###### tags: `MySQL` `Notes`
# Normalization
- Normalization is the process of designing or refactoring database tables for maximum consistency and minimum redundancy.
- With objects, we're used to denormalized data, stored with ease of use and speed in mind. Non-normalized tables are considered ineffective in relational databases.
- Data normalization is a deep topic in database design. To begin thinking about it, we'll explore a few basic guidelines and some data examples that violate these rules.

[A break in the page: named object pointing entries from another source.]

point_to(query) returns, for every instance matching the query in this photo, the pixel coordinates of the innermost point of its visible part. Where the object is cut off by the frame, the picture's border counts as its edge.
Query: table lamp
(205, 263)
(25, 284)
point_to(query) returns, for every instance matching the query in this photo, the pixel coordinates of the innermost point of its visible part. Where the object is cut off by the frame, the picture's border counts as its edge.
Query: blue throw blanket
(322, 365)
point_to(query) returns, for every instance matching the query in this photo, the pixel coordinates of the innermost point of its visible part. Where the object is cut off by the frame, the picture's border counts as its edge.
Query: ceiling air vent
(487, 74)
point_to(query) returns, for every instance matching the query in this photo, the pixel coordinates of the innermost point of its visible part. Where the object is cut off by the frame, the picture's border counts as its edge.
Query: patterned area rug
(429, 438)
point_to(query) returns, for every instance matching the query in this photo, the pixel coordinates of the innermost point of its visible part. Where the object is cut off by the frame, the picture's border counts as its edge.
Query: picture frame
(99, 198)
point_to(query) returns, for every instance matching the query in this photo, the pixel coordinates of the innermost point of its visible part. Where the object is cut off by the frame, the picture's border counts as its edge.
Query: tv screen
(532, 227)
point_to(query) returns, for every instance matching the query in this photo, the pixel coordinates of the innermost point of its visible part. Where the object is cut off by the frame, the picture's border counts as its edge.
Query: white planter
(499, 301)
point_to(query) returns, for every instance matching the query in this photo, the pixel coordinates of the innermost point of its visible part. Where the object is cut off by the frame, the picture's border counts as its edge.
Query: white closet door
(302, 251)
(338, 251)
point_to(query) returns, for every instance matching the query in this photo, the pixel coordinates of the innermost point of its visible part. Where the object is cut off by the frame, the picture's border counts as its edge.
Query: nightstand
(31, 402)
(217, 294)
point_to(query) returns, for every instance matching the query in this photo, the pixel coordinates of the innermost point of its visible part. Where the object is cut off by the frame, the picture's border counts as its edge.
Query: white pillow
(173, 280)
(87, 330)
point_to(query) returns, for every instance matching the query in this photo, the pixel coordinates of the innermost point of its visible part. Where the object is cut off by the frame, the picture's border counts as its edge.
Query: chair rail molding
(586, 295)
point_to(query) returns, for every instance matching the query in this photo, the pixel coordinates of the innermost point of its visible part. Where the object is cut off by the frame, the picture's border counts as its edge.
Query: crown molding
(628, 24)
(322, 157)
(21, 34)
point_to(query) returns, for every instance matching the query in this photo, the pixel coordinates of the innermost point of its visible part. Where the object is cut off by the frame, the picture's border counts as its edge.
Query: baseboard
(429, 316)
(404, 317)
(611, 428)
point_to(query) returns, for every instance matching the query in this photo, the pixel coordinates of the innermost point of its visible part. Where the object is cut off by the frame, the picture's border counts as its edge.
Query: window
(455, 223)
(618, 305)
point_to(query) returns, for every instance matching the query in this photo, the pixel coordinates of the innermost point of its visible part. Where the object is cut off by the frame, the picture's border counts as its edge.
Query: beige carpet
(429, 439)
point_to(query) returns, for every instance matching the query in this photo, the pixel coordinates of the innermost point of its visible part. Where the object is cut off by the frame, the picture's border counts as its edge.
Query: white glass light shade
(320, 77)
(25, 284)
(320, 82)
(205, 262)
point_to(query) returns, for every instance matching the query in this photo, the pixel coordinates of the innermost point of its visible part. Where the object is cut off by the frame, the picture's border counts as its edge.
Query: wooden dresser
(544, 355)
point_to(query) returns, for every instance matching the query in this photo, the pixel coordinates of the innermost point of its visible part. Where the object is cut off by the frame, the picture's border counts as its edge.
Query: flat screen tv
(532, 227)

## Normalization Guidelines
- Each record has a primary key
- No fields are repeated
- All fields relate directly to the key data
- Each field entry contains a single data point
- There are no redundant entries
### Denormalized Data
| farm_name | animal1 | animal2 | animal3 |
| ----------- | ------- | -------- | ------ |
| Beech Ranch | pigs | chickens | goats |
| Morton Farms | horses | chickens | cows |
This table has two issues. There is no proper id field (as multiple farms may have the same name) and multiple fields are representing the same type of data: animals.
| farm_id | farm_name | animals |
| ----------- | ------- | -------- |
| 1 | Beech Ranch | pigs, chickens, goats |
| 2 | Morton Farms | horses, chickens, cow |
While we have now eliminated the first two issues, we now have multiple entries in one field, separated by commas. This isn't good either, as it's another example of denormalization. There is no "array" data type in a relational database, so each field must contain only one data point.
| animal_id | animal | farm_name | ann_revenue |
| --------- | ----- | -------- | -------- |
| 1 | pig | Beech Ranch | 65000 |
| 2 | Chickens | Beech Ranch | 65000 |
| 3 | goat | Beech Ranch | 65000 |
Now we've solved the multiple fields issue, but we created repeating data (the farm field), which is also an example of denormalization. We can also see that if we were tracking additional ranch information (such as annual revenue), that field is only vaguely related to the animal information.
When these issues begin arising in your schema design, it means that you should separate information into two or more tables.
Anomalies
Obeying the above guidelines prevent anomalies in your database when inserting, updating, or deleting. For example, imagine if the revenue of Beech Ranch changed. With our denormalized schema, it may get updated in some records but not others:
| animal_id | animal | farm_name | ann_revenue |
| --------- | ----- | -------- | -------- |
| 1 | pig | Beech Ranch | 45000 |
| 2 | Chickens | Beech Ranch | 65000 |
| 3 | goat | Beech Ranch | 65000 |
Similarly, if Beech Ranch shut down, there would be three (if not more) records that needed to be deleted to remove a single farm.
Thus a denormalized table opens the door for contradictory, confusing, and unusable data.
| id | animal | farm_id |
| --------- | ----- | -------- |
| 1 | pig | 1 |
| 2 | Chickens | 1 |
| 3 | goat | 1 |
| id |farm_name | ann_revenue |
| --------- | -------- | -------- |
| 1 | Beech Ranch | 45000 |
| 2 | Morton Farms | 65000 |